Business Context
LexiSearch, an e-commerce search platform, is rebuilding its English-language text preprocessing pipeline for product search and review classification. The search relevance team wants to decide when stemming is sufficient and when lemmatization is worth the added complexity and latency.
Data
You are given a corpus of 850,000 English product reviews and search queries collected over 12 months.

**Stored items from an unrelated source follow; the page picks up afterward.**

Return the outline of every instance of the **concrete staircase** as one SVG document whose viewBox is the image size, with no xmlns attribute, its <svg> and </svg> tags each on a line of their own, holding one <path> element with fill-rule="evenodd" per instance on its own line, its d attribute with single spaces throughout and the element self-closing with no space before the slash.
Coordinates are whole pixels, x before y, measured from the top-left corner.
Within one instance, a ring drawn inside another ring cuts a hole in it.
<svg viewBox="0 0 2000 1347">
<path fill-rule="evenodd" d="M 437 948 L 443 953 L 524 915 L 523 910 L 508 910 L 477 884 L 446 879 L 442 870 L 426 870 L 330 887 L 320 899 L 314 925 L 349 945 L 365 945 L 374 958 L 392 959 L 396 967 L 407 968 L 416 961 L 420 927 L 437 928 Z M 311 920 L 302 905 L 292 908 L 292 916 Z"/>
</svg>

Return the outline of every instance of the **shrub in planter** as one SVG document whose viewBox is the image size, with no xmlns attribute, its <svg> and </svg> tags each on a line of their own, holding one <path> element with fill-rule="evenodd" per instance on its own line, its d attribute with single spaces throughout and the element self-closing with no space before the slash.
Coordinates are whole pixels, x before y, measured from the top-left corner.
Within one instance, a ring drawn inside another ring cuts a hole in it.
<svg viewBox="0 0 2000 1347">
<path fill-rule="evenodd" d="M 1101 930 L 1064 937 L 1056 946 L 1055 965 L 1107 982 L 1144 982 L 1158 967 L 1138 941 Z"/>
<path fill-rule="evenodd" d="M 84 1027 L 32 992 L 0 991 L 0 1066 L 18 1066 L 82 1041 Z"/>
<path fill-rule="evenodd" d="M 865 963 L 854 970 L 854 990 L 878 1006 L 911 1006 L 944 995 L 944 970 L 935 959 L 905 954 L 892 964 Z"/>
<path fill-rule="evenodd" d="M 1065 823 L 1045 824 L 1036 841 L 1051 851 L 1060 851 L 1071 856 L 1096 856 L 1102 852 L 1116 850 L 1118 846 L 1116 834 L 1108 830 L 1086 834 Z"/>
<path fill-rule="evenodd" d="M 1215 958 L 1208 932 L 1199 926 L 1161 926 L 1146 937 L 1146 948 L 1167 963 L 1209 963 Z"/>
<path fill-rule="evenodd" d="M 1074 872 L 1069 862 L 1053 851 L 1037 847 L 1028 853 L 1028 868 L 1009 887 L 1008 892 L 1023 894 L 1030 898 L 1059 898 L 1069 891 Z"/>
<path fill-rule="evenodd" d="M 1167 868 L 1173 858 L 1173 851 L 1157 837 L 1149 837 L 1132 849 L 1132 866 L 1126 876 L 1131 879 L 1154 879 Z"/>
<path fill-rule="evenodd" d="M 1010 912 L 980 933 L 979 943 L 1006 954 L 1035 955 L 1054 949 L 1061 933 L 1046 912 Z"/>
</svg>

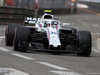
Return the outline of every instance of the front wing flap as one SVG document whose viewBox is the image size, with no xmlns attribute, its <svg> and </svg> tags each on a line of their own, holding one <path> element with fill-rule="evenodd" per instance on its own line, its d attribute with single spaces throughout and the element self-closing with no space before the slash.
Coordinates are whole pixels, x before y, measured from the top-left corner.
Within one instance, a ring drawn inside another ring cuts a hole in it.
<svg viewBox="0 0 100 75">
<path fill-rule="evenodd" d="M 29 42 L 24 42 L 21 41 L 19 42 L 19 50 L 32 50 L 32 51 L 57 51 L 57 52 L 75 52 L 76 51 L 76 46 L 75 45 L 68 45 L 66 46 L 66 49 L 63 50 L 61 46 L 58 47 L 53 47 L 49 46 L 48 48 L 45 47 L 42 43 L 29 43 Z"/>
</svg>

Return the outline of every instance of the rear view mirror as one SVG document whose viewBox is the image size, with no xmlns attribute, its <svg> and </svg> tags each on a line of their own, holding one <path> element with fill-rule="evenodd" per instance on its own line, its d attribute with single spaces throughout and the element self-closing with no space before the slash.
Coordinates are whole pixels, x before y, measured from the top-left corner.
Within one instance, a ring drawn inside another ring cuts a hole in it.
<svg viewBox="0 0 100 75">
<path fill-rule="evenodd" d="M 69 26 L 70 23 L 63 23 L 63 26 Z"/>
</svg>

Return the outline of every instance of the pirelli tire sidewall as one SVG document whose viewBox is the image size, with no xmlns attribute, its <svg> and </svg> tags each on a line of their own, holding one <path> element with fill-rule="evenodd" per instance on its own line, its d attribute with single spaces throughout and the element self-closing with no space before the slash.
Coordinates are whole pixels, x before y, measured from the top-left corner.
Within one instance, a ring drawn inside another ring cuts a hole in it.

- Text length: 2-120 tokens per record (median: 14)
- Language: English only
- Domains: apparel, electronics, home goods, beauty
- Labels for downstream task: 3-class sentiment (
negative, neutral, positive) with distribution 18% / 22% / 60%
- Noise: misspellings, repeated characters, punctuation-heavy queries, SKU-like tokens
The goal is to compare stemming and lemmatization as preprocessing choices in a realistic NLP pipeline, then measure their impact on a downstream text classification task.
Success Criteria
A good solution should clearly explain the linguistic difference between stemming and lemmatization, implement both approaches in Python, and show which preprocessing choice performs better for sentiment classification without exceeding batch preprocessing SLAs.
Constraints
- Preprocessing must run on a single CPU worker for offline batch jobs
- Average preprocessing time should stay under 20 ms per document
- Solution must preserve enough lexical meaning for model interpretability
Requirements
- Explain the difference between stemming and lemmatization with concrete examples.
- Build two preprocessing pipelines: one using NLTK PorterStemmer, one using spaCy lemmatization.
- Train and compare a TF-IDF + Logistic Regression sentiment classifier for each pipeline.
- Report trade-offs in vocabulary size, speed, and classification quality.
- Recommend which approach to use for search/query normalization vs sentiment modeling.